Interoperability In Focus
“There has to also be this continuity of transaction flow from a blockchain environment to a traditional payment environment,” added Scola.
Yet various networks still need to be able to “talk to each other.”
Interoperability, said the panel, can improve B2B payments, creating new payments structures that contain message payloads that (can eventually) enable straight-through processing.
Noted Kresse, “RTP and other new payment rails provide us the opportunity to carry remittance direct from system to system.” Standards, such as ISO 20022 are critical to fostering interoperability, they agreed (Scola pointed to SWIFT gpi, a standard for global payments, as an example).
“It’s challenging for banks to kind of meet that new heightened data standard — have that level of data richness embedded in that transactional activity. So what we’re doing is effectively moving from what has been a kind of pass the parcel methodology. You give us a message. We act as the post office and deliver it to the bank on the other side of that transaction. And we never tear open the envelope,” said Scola.

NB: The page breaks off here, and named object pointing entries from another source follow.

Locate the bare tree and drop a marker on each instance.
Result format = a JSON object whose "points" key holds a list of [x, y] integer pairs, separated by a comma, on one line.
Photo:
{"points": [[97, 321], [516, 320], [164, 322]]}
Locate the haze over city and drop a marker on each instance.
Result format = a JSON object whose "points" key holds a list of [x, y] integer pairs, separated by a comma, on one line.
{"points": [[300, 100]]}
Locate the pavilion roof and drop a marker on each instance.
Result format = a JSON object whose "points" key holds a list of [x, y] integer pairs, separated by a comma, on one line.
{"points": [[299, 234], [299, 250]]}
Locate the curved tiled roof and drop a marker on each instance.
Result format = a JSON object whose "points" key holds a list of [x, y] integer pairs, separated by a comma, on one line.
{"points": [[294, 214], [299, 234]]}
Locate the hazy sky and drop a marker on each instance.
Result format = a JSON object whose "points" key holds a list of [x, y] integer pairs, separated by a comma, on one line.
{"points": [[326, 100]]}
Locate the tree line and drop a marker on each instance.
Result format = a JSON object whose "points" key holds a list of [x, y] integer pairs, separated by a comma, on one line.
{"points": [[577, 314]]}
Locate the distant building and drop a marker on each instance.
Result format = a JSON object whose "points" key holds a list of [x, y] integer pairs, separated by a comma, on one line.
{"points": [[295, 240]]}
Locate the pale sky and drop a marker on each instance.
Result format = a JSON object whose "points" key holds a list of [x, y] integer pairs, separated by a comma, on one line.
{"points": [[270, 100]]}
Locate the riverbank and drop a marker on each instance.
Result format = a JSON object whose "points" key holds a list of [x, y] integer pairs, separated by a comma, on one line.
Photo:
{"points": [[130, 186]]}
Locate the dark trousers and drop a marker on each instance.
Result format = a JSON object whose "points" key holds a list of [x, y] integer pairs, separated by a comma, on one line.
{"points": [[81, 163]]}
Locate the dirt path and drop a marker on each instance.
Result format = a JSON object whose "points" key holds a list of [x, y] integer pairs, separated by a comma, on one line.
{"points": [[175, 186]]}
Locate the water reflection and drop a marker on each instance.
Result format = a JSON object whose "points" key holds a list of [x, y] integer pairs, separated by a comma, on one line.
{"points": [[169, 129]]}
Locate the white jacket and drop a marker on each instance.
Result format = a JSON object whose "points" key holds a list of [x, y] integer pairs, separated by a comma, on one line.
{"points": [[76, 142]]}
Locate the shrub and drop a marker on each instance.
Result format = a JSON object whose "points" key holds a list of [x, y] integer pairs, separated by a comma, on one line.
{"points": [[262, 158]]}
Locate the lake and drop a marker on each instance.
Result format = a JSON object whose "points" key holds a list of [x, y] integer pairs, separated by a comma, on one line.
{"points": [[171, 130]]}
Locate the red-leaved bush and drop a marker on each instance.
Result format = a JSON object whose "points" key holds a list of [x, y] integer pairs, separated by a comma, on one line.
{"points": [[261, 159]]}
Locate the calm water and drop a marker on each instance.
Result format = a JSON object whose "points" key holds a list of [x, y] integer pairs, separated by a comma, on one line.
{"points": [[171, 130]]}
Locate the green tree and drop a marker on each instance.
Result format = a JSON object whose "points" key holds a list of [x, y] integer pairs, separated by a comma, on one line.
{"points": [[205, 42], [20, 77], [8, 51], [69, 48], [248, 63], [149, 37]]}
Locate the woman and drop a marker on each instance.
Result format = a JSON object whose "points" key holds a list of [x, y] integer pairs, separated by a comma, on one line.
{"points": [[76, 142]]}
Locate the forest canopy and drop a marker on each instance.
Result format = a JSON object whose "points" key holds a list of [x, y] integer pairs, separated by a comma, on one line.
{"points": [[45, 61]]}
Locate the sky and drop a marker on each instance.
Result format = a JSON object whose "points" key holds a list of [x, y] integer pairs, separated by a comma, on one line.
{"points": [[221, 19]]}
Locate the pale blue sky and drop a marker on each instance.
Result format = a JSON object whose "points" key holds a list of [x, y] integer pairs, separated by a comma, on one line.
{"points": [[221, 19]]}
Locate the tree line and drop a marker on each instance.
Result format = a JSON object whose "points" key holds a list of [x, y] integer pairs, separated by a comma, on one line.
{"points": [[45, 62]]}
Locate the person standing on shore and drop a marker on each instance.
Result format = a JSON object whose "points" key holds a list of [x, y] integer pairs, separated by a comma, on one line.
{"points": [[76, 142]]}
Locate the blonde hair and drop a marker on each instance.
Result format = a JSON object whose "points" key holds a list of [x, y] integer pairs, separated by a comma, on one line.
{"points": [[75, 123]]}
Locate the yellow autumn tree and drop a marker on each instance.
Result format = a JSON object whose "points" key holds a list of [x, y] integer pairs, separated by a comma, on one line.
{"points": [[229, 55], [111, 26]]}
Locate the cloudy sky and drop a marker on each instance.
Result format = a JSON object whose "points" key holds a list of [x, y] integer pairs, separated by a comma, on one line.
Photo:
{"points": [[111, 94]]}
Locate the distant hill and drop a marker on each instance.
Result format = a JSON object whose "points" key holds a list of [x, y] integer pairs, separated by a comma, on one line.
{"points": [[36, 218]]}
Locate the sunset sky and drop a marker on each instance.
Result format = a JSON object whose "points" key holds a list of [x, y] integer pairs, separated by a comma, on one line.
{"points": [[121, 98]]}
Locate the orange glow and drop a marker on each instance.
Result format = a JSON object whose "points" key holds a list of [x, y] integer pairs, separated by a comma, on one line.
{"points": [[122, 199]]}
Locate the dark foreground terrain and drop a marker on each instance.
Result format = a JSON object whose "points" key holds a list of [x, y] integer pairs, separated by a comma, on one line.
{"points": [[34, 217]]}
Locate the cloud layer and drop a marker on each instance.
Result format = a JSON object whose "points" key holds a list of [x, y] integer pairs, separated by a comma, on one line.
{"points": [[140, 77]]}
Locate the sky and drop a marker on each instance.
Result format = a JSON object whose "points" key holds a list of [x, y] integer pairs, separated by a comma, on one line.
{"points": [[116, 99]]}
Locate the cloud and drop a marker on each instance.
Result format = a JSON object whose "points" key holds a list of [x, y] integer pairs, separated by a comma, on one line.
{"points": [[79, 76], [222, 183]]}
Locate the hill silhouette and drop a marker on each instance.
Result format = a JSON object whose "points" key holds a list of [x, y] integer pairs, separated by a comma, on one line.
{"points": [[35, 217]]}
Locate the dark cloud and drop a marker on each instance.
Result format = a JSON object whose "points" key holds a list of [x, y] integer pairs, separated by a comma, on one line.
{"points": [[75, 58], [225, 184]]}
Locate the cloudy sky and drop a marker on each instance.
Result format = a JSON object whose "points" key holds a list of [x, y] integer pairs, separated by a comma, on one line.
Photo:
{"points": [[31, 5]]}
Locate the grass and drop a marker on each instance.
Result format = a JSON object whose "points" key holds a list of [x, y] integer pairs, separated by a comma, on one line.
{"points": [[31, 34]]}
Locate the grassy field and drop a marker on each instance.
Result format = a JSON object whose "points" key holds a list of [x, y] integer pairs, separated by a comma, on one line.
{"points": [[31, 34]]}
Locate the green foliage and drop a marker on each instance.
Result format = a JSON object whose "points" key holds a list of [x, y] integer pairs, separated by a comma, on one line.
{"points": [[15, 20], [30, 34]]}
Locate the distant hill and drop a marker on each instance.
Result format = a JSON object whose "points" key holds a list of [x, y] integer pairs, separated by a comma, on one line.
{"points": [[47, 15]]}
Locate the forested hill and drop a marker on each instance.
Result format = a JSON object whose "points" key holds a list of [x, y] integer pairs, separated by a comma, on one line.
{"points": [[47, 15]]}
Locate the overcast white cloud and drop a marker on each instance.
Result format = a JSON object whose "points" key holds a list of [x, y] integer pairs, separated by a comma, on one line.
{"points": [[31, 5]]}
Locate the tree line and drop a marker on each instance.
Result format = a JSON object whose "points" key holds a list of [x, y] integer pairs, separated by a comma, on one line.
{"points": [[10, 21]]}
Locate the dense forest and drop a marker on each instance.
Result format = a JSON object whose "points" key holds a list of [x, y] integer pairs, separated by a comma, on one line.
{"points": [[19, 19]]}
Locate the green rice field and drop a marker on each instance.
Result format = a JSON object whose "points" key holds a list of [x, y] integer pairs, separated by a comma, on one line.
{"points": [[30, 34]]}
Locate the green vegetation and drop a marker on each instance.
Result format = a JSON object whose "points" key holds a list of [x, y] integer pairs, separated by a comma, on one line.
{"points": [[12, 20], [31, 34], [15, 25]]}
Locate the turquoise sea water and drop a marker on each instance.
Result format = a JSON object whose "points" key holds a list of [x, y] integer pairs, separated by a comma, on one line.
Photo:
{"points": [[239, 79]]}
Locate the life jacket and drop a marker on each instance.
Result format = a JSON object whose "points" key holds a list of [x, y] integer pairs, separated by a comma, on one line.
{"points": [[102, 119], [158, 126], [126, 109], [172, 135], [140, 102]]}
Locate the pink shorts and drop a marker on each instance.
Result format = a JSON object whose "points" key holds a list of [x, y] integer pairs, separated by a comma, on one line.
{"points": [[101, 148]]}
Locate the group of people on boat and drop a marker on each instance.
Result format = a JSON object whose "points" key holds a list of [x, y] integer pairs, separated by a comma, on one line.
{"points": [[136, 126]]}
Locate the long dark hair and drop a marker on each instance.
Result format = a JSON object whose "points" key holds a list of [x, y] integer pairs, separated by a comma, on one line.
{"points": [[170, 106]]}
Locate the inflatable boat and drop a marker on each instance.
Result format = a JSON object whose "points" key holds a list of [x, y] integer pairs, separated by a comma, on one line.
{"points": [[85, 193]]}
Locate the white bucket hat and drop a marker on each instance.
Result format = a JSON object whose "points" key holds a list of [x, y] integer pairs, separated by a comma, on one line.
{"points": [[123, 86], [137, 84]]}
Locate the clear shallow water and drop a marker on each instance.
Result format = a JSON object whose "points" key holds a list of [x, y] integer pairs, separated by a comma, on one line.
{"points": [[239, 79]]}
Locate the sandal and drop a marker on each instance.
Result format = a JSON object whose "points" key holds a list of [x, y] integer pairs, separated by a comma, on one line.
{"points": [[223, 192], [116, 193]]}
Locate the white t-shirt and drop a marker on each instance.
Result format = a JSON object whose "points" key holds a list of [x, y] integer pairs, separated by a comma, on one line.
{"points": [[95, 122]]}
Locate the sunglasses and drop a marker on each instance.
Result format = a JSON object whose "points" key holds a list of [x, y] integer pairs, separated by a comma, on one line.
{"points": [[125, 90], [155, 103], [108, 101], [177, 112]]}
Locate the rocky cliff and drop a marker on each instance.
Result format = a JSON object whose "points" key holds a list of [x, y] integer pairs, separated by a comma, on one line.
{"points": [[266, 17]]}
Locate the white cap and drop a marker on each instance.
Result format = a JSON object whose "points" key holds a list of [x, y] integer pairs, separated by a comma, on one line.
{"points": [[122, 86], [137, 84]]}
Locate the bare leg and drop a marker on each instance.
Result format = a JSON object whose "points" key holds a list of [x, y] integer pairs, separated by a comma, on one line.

The conversation turned to whether FinTechs are purely competitors to traditional FIs — or, actually collaborators.
Said Kresse, “It’s great to have a competitive marketplace where you have all sorts of different financial technology players, challenging each other to get better and to raise our game.” Waterhouse noted that FinTechs act as collaborators. “In many instances, we’re working with FinTechs to provide the next solution for the consumer,” he said.